Hunting The Replicators: How Did Life Begin? (Norman Costa)
by Adam Frank, Astrophysicist, University of Rochester
"Amoebas are alive but rocks are not. What is the difference?
"For many people, one of the greatest difficulties in understanding the scientific narrative of cosmic evolution is how nature took the path from non-life to life. This question of "abiotic genesis" haunts many a science and religion debate with advocates of scriptural literalism unwilling to grant that natural processes, unmediated by a higher intelligence, could have taken "dead" matter and created living material.
"Now the path from "just" molecules to "something more" has gotten a bit more clear as researchers take a crucial step toward building the holy of holies: a self-replicating molecule.
"Part of this story, however, is the funny thing that happened to scientists studying the origin of life over the last 80 years. Their perspectives were profoundly rewired.

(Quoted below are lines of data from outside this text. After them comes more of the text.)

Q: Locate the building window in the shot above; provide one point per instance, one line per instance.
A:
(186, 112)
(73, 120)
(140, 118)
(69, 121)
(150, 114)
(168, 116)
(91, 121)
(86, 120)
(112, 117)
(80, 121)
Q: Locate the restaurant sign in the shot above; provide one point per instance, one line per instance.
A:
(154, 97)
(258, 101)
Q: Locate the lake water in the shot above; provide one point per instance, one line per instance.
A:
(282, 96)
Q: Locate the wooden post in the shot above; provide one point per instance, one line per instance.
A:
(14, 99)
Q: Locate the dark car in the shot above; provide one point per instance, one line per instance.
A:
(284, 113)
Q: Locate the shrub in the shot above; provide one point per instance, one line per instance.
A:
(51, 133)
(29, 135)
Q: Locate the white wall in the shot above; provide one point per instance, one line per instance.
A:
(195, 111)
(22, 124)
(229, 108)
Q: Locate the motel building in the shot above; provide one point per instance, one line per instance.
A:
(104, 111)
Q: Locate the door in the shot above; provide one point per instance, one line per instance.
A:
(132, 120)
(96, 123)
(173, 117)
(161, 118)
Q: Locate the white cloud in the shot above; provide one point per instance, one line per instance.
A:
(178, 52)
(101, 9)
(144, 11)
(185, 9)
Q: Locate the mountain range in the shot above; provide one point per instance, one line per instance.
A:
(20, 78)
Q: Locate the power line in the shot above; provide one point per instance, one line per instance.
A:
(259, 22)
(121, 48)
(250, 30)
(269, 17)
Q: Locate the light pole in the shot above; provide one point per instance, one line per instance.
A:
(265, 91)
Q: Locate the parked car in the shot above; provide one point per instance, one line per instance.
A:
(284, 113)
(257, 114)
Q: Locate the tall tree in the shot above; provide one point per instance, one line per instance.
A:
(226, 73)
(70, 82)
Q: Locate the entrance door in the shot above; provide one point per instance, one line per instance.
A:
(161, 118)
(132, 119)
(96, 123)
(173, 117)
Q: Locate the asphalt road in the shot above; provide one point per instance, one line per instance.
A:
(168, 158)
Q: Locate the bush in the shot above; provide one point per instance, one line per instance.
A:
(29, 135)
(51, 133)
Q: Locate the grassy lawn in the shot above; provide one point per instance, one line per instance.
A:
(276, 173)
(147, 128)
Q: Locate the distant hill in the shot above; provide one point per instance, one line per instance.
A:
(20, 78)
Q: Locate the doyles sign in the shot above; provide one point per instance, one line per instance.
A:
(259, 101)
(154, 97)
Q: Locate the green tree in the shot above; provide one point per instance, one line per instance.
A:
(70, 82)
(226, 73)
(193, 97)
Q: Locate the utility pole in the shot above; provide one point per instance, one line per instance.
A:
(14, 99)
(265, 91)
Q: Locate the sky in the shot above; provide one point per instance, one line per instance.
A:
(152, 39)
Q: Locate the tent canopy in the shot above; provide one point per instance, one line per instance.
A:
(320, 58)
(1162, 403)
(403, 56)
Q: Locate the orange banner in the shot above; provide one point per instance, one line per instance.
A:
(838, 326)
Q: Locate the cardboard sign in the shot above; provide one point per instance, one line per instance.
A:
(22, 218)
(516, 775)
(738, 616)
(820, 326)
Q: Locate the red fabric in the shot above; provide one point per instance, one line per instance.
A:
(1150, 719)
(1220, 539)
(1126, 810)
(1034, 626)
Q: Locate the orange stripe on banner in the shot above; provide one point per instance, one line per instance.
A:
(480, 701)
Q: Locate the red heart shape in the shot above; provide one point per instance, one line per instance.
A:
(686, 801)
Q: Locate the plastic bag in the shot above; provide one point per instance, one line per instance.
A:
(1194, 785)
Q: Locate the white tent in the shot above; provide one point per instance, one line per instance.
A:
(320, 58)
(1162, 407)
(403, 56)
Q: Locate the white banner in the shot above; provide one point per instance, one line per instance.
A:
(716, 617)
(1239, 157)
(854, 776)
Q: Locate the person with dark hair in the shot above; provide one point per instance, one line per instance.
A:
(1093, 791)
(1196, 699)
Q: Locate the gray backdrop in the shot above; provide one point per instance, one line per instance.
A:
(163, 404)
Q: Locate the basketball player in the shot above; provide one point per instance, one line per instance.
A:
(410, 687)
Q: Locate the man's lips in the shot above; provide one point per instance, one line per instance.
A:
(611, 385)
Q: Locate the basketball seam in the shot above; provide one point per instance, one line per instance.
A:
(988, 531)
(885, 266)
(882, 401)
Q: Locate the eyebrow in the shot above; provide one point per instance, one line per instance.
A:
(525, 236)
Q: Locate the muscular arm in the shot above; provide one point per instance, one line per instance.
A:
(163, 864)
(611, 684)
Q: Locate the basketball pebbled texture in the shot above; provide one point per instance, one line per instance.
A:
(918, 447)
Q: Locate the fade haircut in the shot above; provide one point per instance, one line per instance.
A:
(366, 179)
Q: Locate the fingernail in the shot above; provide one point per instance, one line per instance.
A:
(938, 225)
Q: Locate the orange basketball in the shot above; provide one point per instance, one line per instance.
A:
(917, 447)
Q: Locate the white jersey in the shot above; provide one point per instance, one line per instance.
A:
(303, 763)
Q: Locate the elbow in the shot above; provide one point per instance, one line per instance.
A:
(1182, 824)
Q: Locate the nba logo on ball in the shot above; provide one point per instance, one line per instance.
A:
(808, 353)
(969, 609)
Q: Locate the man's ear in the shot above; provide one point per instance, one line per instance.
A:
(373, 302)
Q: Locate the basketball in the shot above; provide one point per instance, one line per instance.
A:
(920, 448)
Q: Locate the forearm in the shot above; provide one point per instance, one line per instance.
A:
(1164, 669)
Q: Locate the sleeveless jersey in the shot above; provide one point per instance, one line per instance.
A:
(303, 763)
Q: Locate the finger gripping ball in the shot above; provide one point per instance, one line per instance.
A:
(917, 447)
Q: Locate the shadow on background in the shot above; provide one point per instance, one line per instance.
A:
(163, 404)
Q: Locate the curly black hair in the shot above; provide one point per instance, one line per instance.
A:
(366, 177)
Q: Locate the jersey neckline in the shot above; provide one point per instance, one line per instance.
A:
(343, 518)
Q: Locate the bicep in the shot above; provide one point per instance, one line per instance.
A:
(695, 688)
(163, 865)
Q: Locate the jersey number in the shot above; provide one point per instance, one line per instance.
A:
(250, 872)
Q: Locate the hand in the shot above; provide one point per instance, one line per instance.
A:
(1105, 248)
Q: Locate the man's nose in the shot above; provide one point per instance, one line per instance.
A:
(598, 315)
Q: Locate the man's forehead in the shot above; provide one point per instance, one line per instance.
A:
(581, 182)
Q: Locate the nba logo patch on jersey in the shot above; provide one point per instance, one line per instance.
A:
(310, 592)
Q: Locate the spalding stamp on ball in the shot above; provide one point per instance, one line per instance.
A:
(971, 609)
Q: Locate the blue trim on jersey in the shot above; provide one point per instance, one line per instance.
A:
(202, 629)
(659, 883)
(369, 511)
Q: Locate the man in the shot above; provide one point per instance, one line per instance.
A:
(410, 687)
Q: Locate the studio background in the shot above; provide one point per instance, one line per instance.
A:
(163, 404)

"In the 1950s, chemists Stanley Miller and Harold Urey performed a brilliant and brilliantly illustrative experiment. Miller and Urey created a simulated version of the early Earth in a test tube. An "atmosphere" of hydrogen, ammonia and methane was created in one flask. An "ocean" of liquid water was held in a separate flask. The two were connected and a high voltage discharge was set up in the atmospheric flask to act as lightening (and a source of UV light)."
Read more HERE.
In 1965, Lindsay and Crouse established that "the hills are alive."
This is fascinating, but I don't get how taking into account information processing amounts to a hard rewiring of researchers' methods or a perspective shift. It looks more to me like ordinary incremental problem solving, acknowledging and identifying a new problem, and then pursuing it. Why the puffed up copy?